The need for a simplified method for using platforms such as OpenStack and Kubernetes isn’t difficult to grasp. Although essential for building modern and open customized clouds, the deployment and management of such systems can be daunting even for experienced developers, especially if they need to be integrated into an existing infrastructure.
SaaS running on an on-prem server might be a little less intuitive, however.
To use the service, a customer installs an agent on its servers that is then paired with a Platform9 account. Once deployed, the agent makes a connection to Platform9’s cloud-based controller to create a channel through which the service can discover information about the customer’s environment and configure that environment into an OpenStack-based private cloud.

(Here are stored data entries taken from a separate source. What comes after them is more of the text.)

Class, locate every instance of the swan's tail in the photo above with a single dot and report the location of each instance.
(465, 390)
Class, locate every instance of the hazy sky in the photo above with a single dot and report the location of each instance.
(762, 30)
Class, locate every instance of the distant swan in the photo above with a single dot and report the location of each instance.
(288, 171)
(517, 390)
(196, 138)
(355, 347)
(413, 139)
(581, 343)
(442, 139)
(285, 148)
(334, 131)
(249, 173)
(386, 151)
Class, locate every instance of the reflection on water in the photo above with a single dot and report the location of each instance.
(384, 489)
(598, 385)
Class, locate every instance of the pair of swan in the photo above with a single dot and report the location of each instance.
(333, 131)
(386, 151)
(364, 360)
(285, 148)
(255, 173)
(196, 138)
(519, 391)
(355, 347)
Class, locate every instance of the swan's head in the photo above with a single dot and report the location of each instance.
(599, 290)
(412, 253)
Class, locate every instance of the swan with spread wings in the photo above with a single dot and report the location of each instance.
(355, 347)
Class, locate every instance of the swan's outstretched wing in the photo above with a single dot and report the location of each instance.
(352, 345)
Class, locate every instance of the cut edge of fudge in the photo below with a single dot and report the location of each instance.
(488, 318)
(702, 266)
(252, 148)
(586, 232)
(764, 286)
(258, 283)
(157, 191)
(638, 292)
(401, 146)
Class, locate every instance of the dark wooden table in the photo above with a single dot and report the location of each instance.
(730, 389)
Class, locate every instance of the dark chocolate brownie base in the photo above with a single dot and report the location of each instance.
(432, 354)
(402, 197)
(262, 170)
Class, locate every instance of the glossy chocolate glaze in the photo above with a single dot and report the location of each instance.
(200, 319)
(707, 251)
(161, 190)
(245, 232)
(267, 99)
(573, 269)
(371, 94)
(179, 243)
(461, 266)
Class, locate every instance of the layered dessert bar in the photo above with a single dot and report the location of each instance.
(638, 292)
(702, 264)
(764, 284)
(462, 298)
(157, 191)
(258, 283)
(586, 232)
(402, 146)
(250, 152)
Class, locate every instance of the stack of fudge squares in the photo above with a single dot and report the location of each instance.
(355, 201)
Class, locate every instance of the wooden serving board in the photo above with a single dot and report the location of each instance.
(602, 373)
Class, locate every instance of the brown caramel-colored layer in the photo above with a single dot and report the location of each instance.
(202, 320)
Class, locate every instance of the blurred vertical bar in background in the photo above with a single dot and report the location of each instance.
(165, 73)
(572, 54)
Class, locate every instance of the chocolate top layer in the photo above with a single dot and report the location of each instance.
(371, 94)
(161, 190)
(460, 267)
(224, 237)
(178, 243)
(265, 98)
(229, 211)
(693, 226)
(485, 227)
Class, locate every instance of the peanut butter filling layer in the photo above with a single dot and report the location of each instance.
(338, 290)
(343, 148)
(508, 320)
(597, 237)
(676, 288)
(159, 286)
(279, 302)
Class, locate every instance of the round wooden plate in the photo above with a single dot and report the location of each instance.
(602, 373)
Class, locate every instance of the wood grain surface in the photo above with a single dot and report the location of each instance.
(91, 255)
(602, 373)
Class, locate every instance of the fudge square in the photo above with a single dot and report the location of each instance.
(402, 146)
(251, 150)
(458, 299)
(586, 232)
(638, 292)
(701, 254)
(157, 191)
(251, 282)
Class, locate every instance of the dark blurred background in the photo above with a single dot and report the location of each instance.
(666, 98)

“On creating a Platform9 private cloud for their environment, administrators can import their existing servers and workloads into Platform9 non-disruptively within minutes,” the company explains in a FAQ. “Existing storage and networking are seamlessly discovered and reported into Platform9 interface on pairing your server infrastructure with Platform9.”
The service can also integrate with any compute, storage and network infrastructure, using virtualization technologies including KVM, Docker or vSphere. In addition, public cloud deployments are not limited to a single provider, with customers free to choose between Amazon Web Services, Google Cloud Platform, Microsoft Azure, or other.
“While the industry at large struggles with the complexity of running open-source frameworks such as OpenStack and Kubernetes using traditional models, we have proven beyond doubt that SaaS makes it easy to deploy, manage and maintain cloud frameworks,” Raghuram said in a blog post about the funding. “Our belief is that SaaS represents the future for consumption of all open-source cloud technologies, and we look forward to further expanding our offering, by scale and by range of services offered.”